Involvement of cell-cycle regulating mechanisms in ALCL is also a focus of our studies. Recently, we have demonstrated that important check-point regulators, such as retinoblastoma protein or the cyclin-dependent kinase (CDK) inhibitor p27, appear to be deregulated in ALCL. In collaboration with Francois-Xavier Claret, Ph.D., from the Department of Molecular Therapeutics, we are working on the role of Jun activation-domain binding protein 1 (JAB1) in lymphomagenesis. Recently, a mouse JAB1 was shown to interact specifically with p27, cause translocation p27 from the nucleus to the cytoplasm and decrease p27 levels by accelerating its degradation via the ubiquitin-proteasome pathway. We are currently using gene therapy approaches (adenoviral vectors) and siRNA technology to further elucidate the pathogenetic involvement of JAB1 in lymphomas. We also have created a large clinical database of over 100 ALCL patients and have constructed high-throughput tissue microarrays of ALCL tumors. These tools allow us to rapidly assess the prognostic significance of various proteins expressed in ALCL tumors.
Francisco Vega, M.D., Ph.D.
Research Interests: Sonic hedgehog signaling pathway, lymhomas and leukemia, cancer stem cells
My research studies are centered on identifying molecular targets with promising therapeutic potential in patients with lymphomas. In particular, we are investigating the biological role of sonic hedgehog (SHH) signaling in lymphomas either as a survival or proliferative signal for the lymphoma cells or as a factor involved in self-renewal and proliferation of lymphoma-initiating cells. Currently, we are focusing on diffuse large B-cell lymphoma (DLBCL), ALK-positive anaplastic large cell lymphoma (ALCL) and chronic lymphocytic leukemia (CLL)/ small lymphocytic lymphoma (SLL).

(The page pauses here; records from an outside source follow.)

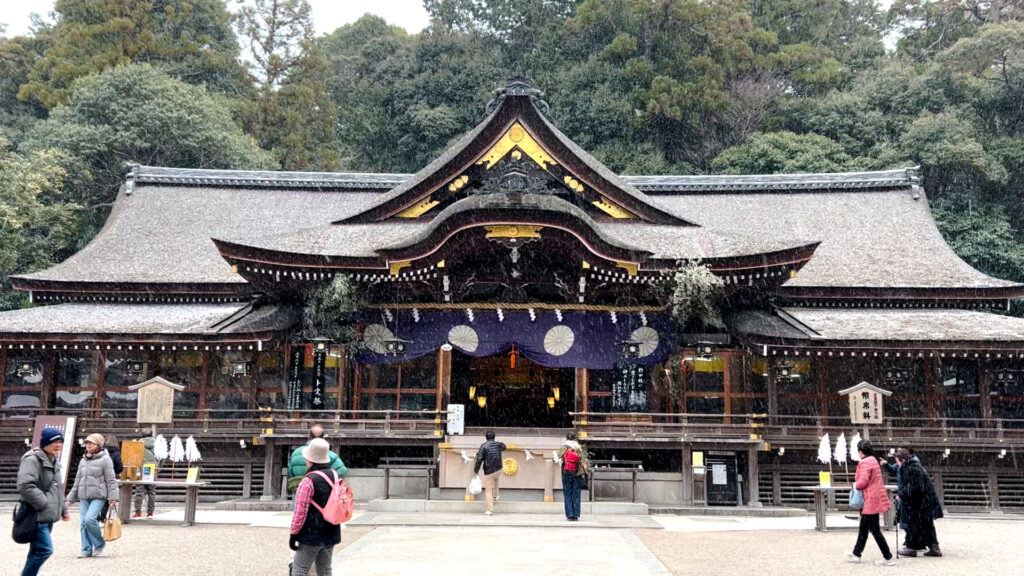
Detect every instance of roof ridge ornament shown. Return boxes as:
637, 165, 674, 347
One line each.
486, 72, 551, 117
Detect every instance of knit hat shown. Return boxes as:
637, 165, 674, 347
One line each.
39, 428, 63, 448
302, 438, 331, 464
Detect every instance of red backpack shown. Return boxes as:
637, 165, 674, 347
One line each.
309, 470, 355, 524
562, 450, 580, 472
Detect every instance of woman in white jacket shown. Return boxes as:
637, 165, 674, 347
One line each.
68, 434, 118, 558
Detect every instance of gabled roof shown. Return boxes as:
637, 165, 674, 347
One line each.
337, 81, 689, 225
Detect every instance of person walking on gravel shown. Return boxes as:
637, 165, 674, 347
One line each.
845, 440, 896, 566
17, 428, 71, 576
67, 434, 118, 558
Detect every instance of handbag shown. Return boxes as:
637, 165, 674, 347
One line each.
103, 504, 121, 542
10, 502, 39, 544
466, 476, 483, 496
850, 486, 864, 510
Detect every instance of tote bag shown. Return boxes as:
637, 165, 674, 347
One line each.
103, 504, 121, 542
850, 486, 864, 510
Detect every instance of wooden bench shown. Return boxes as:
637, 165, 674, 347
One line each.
377, 456, 437, 500
588, 460, 643, 502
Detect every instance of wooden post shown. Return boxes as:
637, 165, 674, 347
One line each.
988, 469, 1001, 512
572, 368, 589, 412
436, 346, 452, 413
260, 438, 278, 500
978, 360, 992, 428
722, 353, 732, 424
682, 444, 693, 506
817, 354, 828, 426
39, 352, 57, 410
746, 446, 761, 507
925, 358, 936, 426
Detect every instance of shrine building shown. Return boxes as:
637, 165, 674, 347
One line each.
0, 81, 1024, 509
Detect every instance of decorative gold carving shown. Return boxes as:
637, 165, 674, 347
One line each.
562, 174, 584, 194
591, 196, 635, 218
476, 122, 558, 170
615, 262, 640, 276
388, 260, 413, 276
449, 174, 469, 192
483, 224, 544, 238
395, 197, 440, 218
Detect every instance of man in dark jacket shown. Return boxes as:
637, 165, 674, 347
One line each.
288, 438, 341, 576
17, 428, 71, 576
473, 430, 505, 516
896, 448, 943, 558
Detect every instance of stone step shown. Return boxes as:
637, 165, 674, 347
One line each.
368, 498, 648, 516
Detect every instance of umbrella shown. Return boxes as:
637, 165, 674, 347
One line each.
544, 324, 575, 356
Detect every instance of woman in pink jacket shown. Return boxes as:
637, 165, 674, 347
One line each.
845, 440, 896, 566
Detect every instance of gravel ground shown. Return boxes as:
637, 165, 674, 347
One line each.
636, 519, 1024, 576
0, 512, 373, 576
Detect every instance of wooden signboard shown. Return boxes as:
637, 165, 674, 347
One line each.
839, 382, 892, 424
128, 376, 185, 424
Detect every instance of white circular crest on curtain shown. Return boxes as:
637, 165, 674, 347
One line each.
544, 324, 575, 356
630, 326, 658, 358
449, 324, 480, 353
362, 324, 394, 354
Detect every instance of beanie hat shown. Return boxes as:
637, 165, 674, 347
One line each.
39, 427, 63, 448
302, 438, 331, 464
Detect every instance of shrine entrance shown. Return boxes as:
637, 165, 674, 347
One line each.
452, 352, 575, 428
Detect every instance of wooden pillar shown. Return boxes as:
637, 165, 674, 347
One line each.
746, 446, 761, 507
260, 438, 279, 500
722, 353, 732, 424
572, 368, 589, 420
925, 358, 937, 426
682, 444, 693, 506
978, 360, 992, 428
196, 352, 210, 409
90, 351, 106, 418
988, 468, 1001, 512
816, 360, 828, 426
39, 351, 57, 410
436, 344, 452, 412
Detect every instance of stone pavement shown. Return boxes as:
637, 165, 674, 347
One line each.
0, 506, 1024, 576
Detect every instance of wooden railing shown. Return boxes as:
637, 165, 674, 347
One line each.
572, 412, 1024, 450
0, 409, 446, 441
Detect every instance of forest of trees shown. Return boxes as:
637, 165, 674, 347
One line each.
0, 0, 1024, 310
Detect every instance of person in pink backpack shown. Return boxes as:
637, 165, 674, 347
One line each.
288, 438, 347, 576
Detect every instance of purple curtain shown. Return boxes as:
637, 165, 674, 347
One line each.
356, 310, 676, 370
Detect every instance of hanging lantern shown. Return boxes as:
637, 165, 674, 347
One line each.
622, 337, 643, 358
125, 360, 145, 376
697, 342, 715, 360
14, 362, 39, 378
384, 338, 409, 356
231, 360, 253, 378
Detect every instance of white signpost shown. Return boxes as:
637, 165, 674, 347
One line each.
839, 382, 893, 424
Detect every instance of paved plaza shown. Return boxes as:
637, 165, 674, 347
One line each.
0, 507, 1024, 576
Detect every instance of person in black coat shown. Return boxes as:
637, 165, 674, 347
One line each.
896, 448, 943, 558
473, 430, 505, 516
99, 435, 125, 519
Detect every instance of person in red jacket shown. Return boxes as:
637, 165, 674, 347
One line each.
845, 440, 896, 566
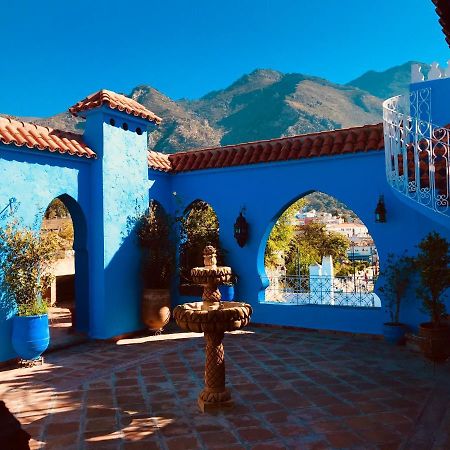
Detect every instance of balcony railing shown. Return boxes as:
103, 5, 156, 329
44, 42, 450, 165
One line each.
383, 89, 450, 216
263, 275, 381, 308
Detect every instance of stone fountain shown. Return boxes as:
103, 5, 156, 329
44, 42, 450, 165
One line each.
173, 245, 252, 412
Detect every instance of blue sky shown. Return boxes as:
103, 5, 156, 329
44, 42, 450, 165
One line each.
0, 0, 450, 116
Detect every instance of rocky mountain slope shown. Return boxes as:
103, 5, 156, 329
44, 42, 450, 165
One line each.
2, 62, 418, 153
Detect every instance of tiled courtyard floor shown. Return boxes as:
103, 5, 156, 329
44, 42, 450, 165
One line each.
0, 327, 450, 450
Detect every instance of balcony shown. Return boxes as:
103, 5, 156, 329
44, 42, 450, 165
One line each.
383, 88, 450, 219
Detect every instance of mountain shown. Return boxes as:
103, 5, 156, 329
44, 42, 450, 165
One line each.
182, 69, 381, 145
347, 61, 430, 99
0, 62, 412, 153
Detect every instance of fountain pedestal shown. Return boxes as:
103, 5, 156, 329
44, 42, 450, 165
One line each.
173, 246, 252, 412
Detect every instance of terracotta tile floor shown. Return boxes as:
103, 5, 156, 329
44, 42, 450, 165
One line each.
0, 327, 450, 450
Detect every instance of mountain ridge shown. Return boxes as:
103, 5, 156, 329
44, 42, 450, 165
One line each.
0, 61, 413, 153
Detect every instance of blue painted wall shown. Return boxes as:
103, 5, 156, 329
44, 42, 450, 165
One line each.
0, 144, 90, 361
0, 107, 152, 361
0, 93, 450, 361
155, 152, 450, 334
84, 107, 154, 338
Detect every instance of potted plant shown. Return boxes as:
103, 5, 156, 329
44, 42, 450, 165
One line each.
379, 253, 413, 344
137, 201, 175, 331
415, 232, 450, 362
0, 220, 58, 360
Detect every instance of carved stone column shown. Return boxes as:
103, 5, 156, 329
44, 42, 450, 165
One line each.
198, 332, 233, 412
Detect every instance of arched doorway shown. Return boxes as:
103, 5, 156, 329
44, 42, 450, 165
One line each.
179, 200, 223, 295
41, 194, 89, 345
260, 191, 381, 307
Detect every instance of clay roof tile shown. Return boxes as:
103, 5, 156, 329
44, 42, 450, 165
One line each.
69, 89, 162, 124
169, 124, 384, 172
0, 117, 96, 158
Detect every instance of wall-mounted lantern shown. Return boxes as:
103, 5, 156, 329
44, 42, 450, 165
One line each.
234, 211, 248, 247
375, 195, 386, 223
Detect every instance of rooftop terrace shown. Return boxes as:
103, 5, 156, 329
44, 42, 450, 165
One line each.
0, 327, 450, 450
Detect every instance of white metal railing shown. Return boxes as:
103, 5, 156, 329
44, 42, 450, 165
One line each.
262, 275, 381, 308
383, 88, 450, 216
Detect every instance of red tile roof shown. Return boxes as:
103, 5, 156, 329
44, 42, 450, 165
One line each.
147, 151, 172, 172
69, 89, 162, 124
0, 117, 97, 158
433, 0, 450, 46
149, 124, 384, 172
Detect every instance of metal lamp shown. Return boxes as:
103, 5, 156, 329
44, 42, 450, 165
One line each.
234, 212, 248, 247
375, 195, 386, 223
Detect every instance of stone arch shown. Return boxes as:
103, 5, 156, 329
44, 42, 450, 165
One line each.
257, 190, 381, 307
43, 193, 90, 334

We have shown that SHH is activated in ALK-positive ALCL and DLBCL. ALK-positive ALCL is an aggressive type of non-Hodgkin lymphoma of T-cell/null lineage characterized by chromosomal aberrations that leads to constitutive activation of ALK. The most common is t(2;5)(p23;q35), which produces a fusion between the NPM and ALK genes, leading to expression of the NPM-ALK fusion protein. We demonstrated that pharmacologic inhibition of SHH signaling as well as silencing of GLI1 gene expression by small interfering RNA decreased cell viability and clonogenicity of ALK-positive ALCL cells due to apoptosis and cell cycle arrest. We also found evidence that activation of SHH signaling in this lymphoma results from combined effects of SHH gene amplification and activation of PI3K/AKT by the kinase activity of the chimeric protein NPM-ALK, resulting in stabilization and accumulation of GLI1 protein.